The debate regarding AUMF renewal via section 1034 of the NDAA FY12 is about much more than detention authority, but of course it does impact detention authority in various ways. As to that issue, Deborah Pearlstein frames the issue nicely by asking whether there is likely to be a scenario in which (i) as a matter of policy we would want the US government to have military detention authority but (ii) the individual could not plausibly be detained pursuant to the existing AUMF. It seems to me there are two such scenarios.
One involves existing detainees whom the US government might want to continue to hold regardless of whether we remain involved in relatively conventional combat operations on the ground in Afghanistan. Let’s imagine that sometime in the next year or two, a combination of budgetary pressures, diplomatic progress, and domestic political pressure results in the withdrawal of US forces from Afghanistan (perhaps leaving behind an extremely light footprint of special forces operators and CIA personnel who will continue, from whatever location, to target al Qaeda figures).
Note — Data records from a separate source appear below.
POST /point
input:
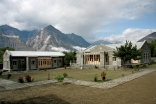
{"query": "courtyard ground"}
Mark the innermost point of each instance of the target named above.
(138, 91)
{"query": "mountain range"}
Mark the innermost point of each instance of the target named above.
(46, 39)
(149, 38)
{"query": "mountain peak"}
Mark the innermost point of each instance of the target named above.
(149, 37)
(49, 26)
Citing the same Hamdi language that Deborah quotes in her post, we very likely would see substantial arguments to the effect that detention no longer should be available under the original AUMF. Indeed, that might be a very good argument as to Taliban detainees insofar as the facts on the ground involve resolution of the Taliban’s insurgency. But would it be a good argument as to al Qaeda detainees, such as KSM? Again, the O’Connor quote from Hamdi sounds a cautionary note. So long as one thinks that detaining KSM or other al Qaeda figures is a good idea in general, and that the underlying rationale for their detention should not be tied directly to the existence of hostilities in Afghanistan in particular, this strikes me as a good reason to adopt clarifying AUMF language.
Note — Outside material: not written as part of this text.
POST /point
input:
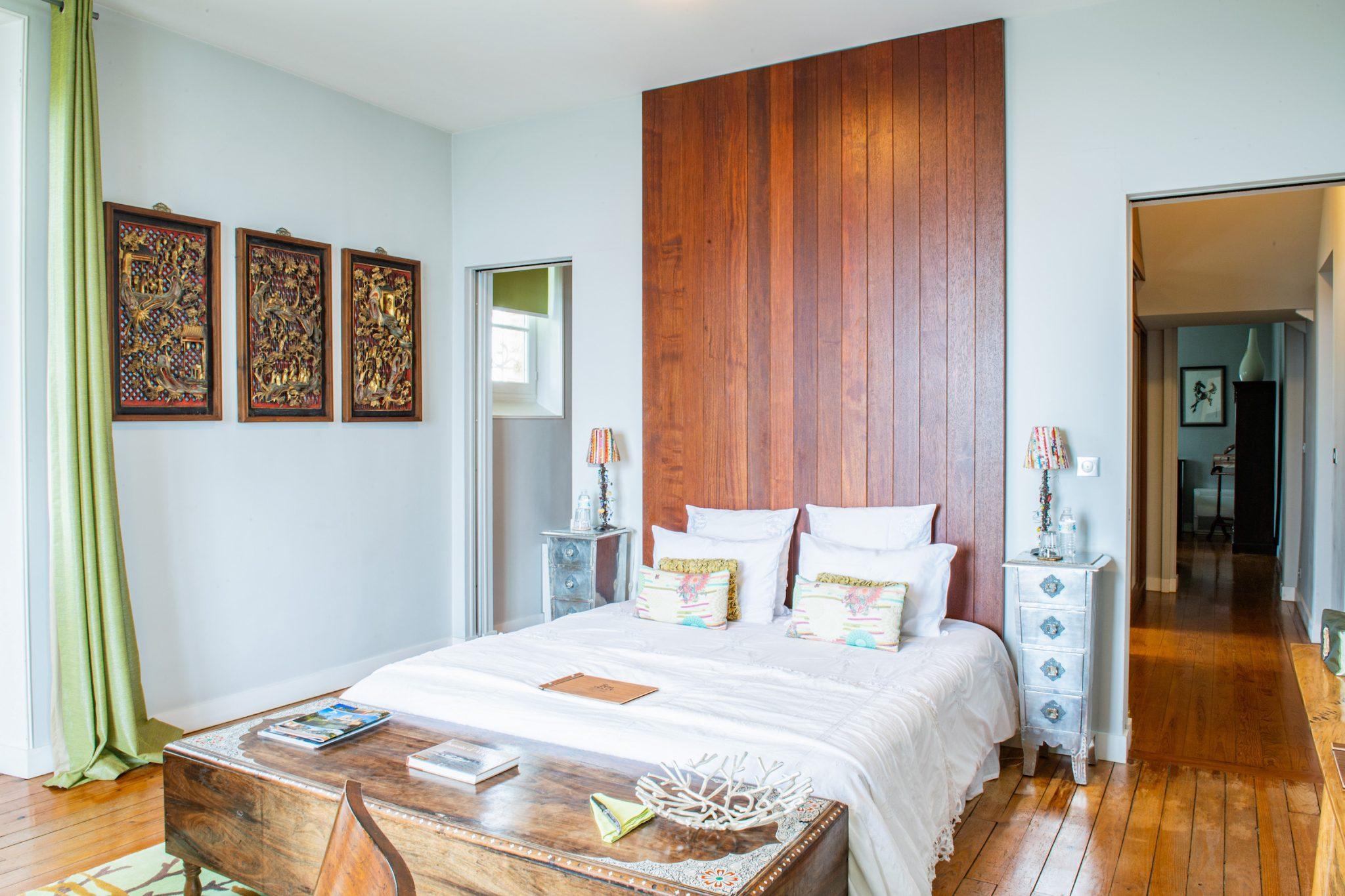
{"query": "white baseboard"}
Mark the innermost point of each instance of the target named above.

A second relevant scenario involves persons who have not yet been captured but who might be in the future. Let’s use Ibrahim Hassan al-Asiri as our example. Al-Asiri is, according to press reports, a bombmaking expert for AQAP. Let’s imagine that the US gets lucky and somehow captures him and attempts to hold him in military detention. Could it do so under the existing AUMF? Certainly a fair case could be made, but that case would depend on showing either that (i) AQAP is part-and-parcel of al Qaeda itself (a point on which there is lots of disagreement, it seems) or (ii) the AUMF implicitly extends to “co-belligerent” groups and AQAP is within that category. Ultimately, a judge in the habeas setting would decide whether this authority should exist or not (and that’s probably true even if the guy were taken to Afghanistan rather than GTMO, as a post-2008 out-of-theater detainee is precisely the scenario that the DC Circuit hints at in al-Maqaleh). I think it would be better if Congress simply addressed the issue directly, either foreclosing the detention option altogether or confirming that it exists.